Director: Bruce Beresford
Crude, lewd and loose in Britain. Ocker innocent Barry McKenzie attends the reading of a will after his not so beloved dad slips off the perch. One of the conditions of Barry's inheritance is that he makes a trek to the 'Old Country' to get in touch with his British roots. None too keen on flamin' Poms' (or too many other nationalities for that matter), Barry packs a suitcase with Fosters and ice and jets to merry old England in the company of his aunt Edna (Barry Humphries). He then embarks upon a screamingly funny round of ludicrous, lascivious and liquored-up hijinks. MIFF's 50th anniversary provides an excellent opportunity to introduce an Australia comedy milestone to a new audience.
Politically incorrect in the extreme, The Adventures of Barry McKenzie. made in 1972 is a time-capsule of outmoded Aussie attitudes, exaggerated beyond belief by Barry Humphries and director Bruce Beresford.
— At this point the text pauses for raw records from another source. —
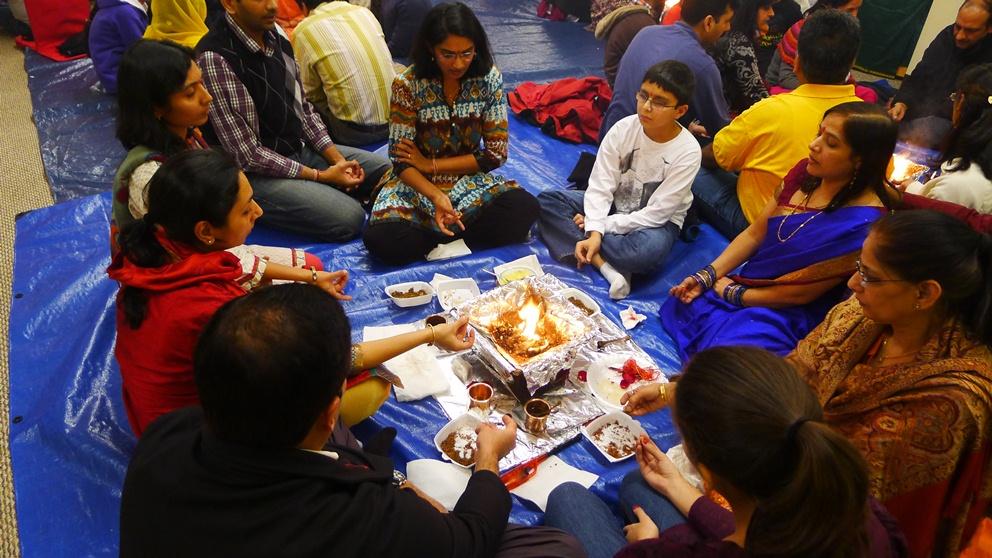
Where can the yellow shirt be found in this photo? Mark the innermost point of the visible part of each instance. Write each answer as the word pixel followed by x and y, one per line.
pixel 344 63
pixel 768 139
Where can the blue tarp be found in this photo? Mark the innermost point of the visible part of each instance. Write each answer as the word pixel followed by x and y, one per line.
pixel 69 438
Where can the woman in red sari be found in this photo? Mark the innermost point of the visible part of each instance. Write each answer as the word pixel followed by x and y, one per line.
pixel 186 258
pixel 904 370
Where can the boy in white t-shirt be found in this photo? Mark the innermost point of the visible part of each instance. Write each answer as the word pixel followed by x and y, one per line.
pixel 639 191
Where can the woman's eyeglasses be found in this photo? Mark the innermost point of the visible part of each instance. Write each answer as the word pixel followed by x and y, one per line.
pixel 866 280
pixel 452 56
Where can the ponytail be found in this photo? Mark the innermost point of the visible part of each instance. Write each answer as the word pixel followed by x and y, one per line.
pixel 139 245
pixel 192 186
pixel 820 509
pixel 748 417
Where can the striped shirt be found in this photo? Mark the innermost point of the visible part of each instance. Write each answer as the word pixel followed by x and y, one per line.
pixel 234 116
pixel 345 64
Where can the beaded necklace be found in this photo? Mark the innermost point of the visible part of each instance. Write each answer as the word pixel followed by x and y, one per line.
pixel 778 233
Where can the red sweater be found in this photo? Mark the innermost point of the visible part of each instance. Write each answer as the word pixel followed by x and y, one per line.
pixel 156 359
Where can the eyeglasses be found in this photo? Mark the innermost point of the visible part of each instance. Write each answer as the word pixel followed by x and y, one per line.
pixel 865 280
pixel 652 103
pixel 452 56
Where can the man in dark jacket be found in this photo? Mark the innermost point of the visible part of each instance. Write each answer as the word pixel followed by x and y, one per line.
pixel 253 473
pixel 922 103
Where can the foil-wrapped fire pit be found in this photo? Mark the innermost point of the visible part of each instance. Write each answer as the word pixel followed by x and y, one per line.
pixel 529 333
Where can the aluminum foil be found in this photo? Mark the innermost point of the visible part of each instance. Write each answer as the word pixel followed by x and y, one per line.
pixel 574 405
pixel 544 368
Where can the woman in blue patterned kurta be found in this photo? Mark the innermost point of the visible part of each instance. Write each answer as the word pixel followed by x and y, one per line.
pixel 447 133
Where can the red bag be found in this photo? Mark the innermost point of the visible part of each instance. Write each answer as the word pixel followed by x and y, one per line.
pixel 52 22
pixel 571 109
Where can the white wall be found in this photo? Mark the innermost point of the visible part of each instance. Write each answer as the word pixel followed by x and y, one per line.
pixel 942 13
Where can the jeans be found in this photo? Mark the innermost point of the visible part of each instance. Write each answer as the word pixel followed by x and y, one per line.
pixel 637 252
pixel 715 196
pixel 315 210
pixel 349 133
pixel 577 511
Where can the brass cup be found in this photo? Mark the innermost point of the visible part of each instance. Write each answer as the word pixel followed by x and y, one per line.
pixel 536 413
pixel 480 396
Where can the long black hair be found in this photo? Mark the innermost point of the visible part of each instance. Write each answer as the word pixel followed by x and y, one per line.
pixel 945 250
pixel 748 417
pixel 971 139
pixel 871 133
pixel 149 73
pixel 746 17
pixel 192 186
pixel 440 22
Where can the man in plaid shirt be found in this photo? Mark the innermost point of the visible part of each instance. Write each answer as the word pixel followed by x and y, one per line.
pixel 303 181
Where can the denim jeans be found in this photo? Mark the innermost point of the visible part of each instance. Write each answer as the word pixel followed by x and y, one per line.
pixel 641 251
pixel 313 209
pixel 714 194
pixel 577 511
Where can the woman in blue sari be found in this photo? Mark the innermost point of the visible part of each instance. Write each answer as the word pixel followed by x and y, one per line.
pixel 798 257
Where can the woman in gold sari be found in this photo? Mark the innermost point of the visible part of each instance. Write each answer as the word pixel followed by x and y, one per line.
pixel 903 369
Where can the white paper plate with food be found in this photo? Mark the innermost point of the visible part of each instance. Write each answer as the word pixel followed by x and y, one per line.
pixel 457 440
pixel 518 269
pixel 455 292
pixel 615 435
pixel 413 293
pixel 613 375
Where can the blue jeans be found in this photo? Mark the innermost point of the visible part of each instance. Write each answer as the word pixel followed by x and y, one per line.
pixel 641 251
pixel 714 194
pixel 577 511
pixel 315 210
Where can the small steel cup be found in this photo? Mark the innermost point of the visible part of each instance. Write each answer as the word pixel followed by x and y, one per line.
pixel 536 413
pixel 435 320
pixel 480 396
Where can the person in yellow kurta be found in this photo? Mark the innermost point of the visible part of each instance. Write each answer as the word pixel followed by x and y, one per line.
pixel 768 139
pixel 180 21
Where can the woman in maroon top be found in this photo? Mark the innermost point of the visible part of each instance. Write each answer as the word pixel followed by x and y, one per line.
pixel 755 432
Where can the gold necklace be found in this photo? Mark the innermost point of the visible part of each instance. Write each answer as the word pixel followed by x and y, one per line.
pixel 881 357
pixel 778 233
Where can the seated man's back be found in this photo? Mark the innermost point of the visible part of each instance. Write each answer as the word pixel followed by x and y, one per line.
pixel 768 139
pixel 267 468
pixel 188 493
pixel 346 69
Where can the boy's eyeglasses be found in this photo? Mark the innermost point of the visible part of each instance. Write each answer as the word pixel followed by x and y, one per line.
pixel 452 56
pixel 652 103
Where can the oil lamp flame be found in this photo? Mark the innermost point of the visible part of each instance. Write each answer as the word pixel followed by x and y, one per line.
pixel 530 317
pixel 900 167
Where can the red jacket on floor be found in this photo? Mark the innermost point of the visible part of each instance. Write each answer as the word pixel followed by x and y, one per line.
pixel 571 109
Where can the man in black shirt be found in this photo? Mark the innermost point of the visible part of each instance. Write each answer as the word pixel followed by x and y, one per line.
pixel 922 103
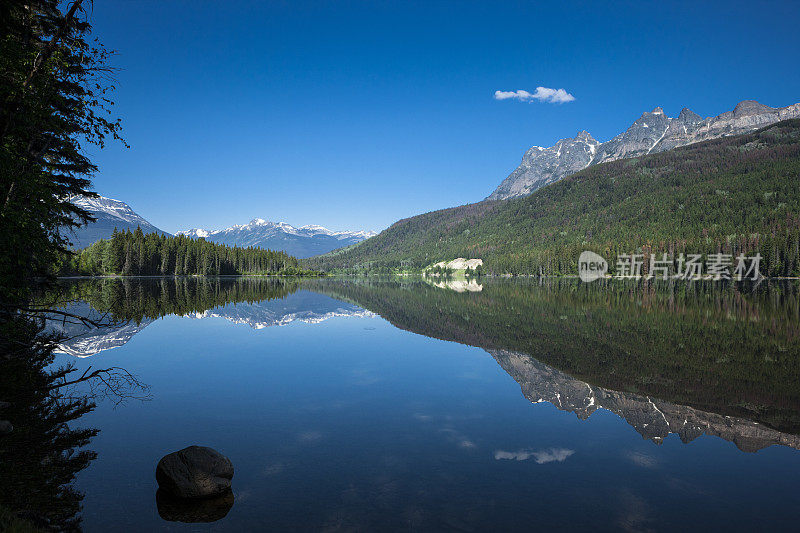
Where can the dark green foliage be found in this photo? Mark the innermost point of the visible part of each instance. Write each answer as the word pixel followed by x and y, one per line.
pixel 136 254
pixel 735 195
pixel 54 90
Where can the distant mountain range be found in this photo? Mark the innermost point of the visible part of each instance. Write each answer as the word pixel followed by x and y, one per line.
pixel 305 241
pixel 651 133
pixel 110 214
pixel 741 191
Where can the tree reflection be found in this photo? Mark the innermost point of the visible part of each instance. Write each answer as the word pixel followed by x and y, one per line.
pixel 41 456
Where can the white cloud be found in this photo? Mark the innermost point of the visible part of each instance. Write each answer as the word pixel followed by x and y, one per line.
pixel 541 457
pixel 542 94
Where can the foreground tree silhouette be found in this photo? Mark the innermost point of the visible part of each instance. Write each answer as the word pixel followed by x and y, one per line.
pixel 54 88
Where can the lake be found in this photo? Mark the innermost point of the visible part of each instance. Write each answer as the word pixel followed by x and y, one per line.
pixel 503 405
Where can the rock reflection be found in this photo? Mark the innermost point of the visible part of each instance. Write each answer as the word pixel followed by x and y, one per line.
pixel 195 510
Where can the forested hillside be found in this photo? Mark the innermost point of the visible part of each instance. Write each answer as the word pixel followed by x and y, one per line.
pixel 733 195
pixel 136 254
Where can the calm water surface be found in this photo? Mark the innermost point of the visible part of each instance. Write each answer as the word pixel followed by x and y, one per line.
pixel 504 406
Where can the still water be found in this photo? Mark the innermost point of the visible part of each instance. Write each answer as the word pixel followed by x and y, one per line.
pixel 351 405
Some of the outrageous language and bogus Australian sayings that Humphries coined remain in use today.
Barry has two things on his mind—if he can possibly combine sex and drinking, he figures he's made it to bloke heaven. Spike Milligan, Peter Cook, Julie Covington and a who's who of Australian cinema, star in this outrageous, vulgar, still fresh and wonderfully funny comic sensation.